21. sunset
He's gone. He's really gone.
It was finally starting to hit Sam. Now that the desperate fight for her life – for the lives of every human being on Sera – was over, she had time to stop, take a breath, and process what had happened in Mercy only hours earlier.
Dom was dead. It didn't feel real, but she knew it was. She'd seen the explosion with her own eyes, seen the mangled, smouldering wreckage of the tanker he'd jumped in, felt the heat of the fire on her skin. Some part of her brain was trying to work out a way Dom could have survived his suicidal drive, but the rational part of her knew it to be impossible. He'd taken out so many Lambent and Locust with the blast – enough to give Delta Squad their lives – there was no way he would have been able to walk away from it.
Tears welled up in her eyes, blurring her vision of the setting sun over the ocean. Dom had given his life so she could be standing here, staring at the beautiful scene before her. They could have all easily died in Mercy, and wasn't it just like Dom Santiago to put the wellbeing of his friends above everything else? She was alive because Dom was dead.
She felt relieved, horrified, guilty, anguished. All the emotional turmoil that should have overwhelmed her in the moments after Dom's sacrifice had been pushed aside. They'd still had a submarine to fix and fuel, a secret island to find, a planet to save. There hadn't been time to absorb and deal with what had happened at the time. Now, however, she had all the time in the world.
Wiping the tears away with the back of her hand, Sam turned her gaze towards her fellow Gears. Marcus and Anya were off by themselves, out on the beach. She couldn't even imagine what Marcus was going through; losing his father and his childhood best friend within only a few hours… That would leave a wound that would take a long time to heal. The others were giving the couple a respectful berth. Jace, Dizzy, Cole, Carmine and Baird were all lined up by the railing of the hotel's balcony, looking out over the sand and water. She could go and stand by any one of them. Dizzy would probably be worrying about his girls back at Anvil Gate. Carmine had survived yet another brush with death after his brief encounter with Myrrah's Tempest. She had just been with Jace, helping the Gorasni come ashore. Cole always had a smile for her, and would probably be the easiest to talk to about Dom. And yet, Sam found her feet carrying her towards the man standing just a little bit apart from the others—Baird.

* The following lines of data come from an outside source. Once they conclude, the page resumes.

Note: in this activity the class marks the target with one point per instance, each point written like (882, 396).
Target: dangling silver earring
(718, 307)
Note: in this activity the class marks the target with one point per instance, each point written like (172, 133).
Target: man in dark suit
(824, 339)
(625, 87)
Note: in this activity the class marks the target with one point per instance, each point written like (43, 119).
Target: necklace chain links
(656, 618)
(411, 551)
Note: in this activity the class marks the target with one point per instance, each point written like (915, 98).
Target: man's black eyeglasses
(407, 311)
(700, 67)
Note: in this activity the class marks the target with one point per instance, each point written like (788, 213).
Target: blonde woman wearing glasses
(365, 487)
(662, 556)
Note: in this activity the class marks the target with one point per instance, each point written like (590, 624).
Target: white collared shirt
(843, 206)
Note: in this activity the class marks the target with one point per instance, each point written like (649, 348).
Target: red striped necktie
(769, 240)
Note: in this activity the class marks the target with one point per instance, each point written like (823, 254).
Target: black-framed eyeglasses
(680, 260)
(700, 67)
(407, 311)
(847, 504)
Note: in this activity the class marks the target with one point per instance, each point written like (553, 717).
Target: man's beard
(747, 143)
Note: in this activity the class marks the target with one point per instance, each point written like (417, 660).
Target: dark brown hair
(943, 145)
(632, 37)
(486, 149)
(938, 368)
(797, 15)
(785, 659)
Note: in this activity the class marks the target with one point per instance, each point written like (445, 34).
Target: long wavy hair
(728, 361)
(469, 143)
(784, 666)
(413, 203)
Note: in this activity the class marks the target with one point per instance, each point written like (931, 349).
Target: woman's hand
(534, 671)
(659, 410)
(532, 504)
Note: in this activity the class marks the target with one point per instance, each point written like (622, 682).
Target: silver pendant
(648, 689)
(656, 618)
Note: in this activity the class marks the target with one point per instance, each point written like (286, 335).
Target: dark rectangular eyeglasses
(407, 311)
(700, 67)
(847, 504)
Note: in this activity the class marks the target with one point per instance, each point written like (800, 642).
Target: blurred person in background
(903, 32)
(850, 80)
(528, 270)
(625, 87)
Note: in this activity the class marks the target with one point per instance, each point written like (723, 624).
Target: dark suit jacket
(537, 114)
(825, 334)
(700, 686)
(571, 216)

"Take care of yourself, okay?"
Those few words had completely thrown her off. As had the way he seemed to have a hard time looking at her as he spoke. It was so odd, such a change from their normal interactions. The previous few days had been business as usual: firing sarcastic comments back and forth with the same precision that they fired bullets. Joking banter, thinly-veiled insults, the occasional barb that went just a bit too deep. Sam hadn't thought anything of it. But now that she thought back, maybe there had been a few abnormalities.
In Hanover, her crack about them living together with a house and a fence had given him pause—just for a moment, but it was still unusual. When Carmine had joked about grabbing a beer together, Baird's comment about Dom had been just a touch more acidic than usual. And on Centennial Bridge, after she'd stopped him from falling, his mock confession of love had sent her heart rate skyrocketing; she'd attributed it to the adrenaline rush of surviving a collapsing bridge.
She sidled up beside Baird, keeping a short distance between them. He noticed her right away; she could tell from the way he tensed up and stared very deliberately right ahead. Then, when he seemed to collect himself, he turned and gave her a sheepish smile. It was the same smile he'd given her when she'd responded "Yeah, you too, Baird."
Maybe she was reading too much into it, making mountains out of mole hills. Or maybe the signs had been there all along, and she'd just been too hung up on Dom to notice.
Dom. Shit.
It was going to hurt for a long time; she knew that from past experience. But Sam had been able to move on—from the death of her mother, from the loss of more friends than she cared to count. But she could move on—and it gave her the tiniest bit of hope that there might be someone to move on to.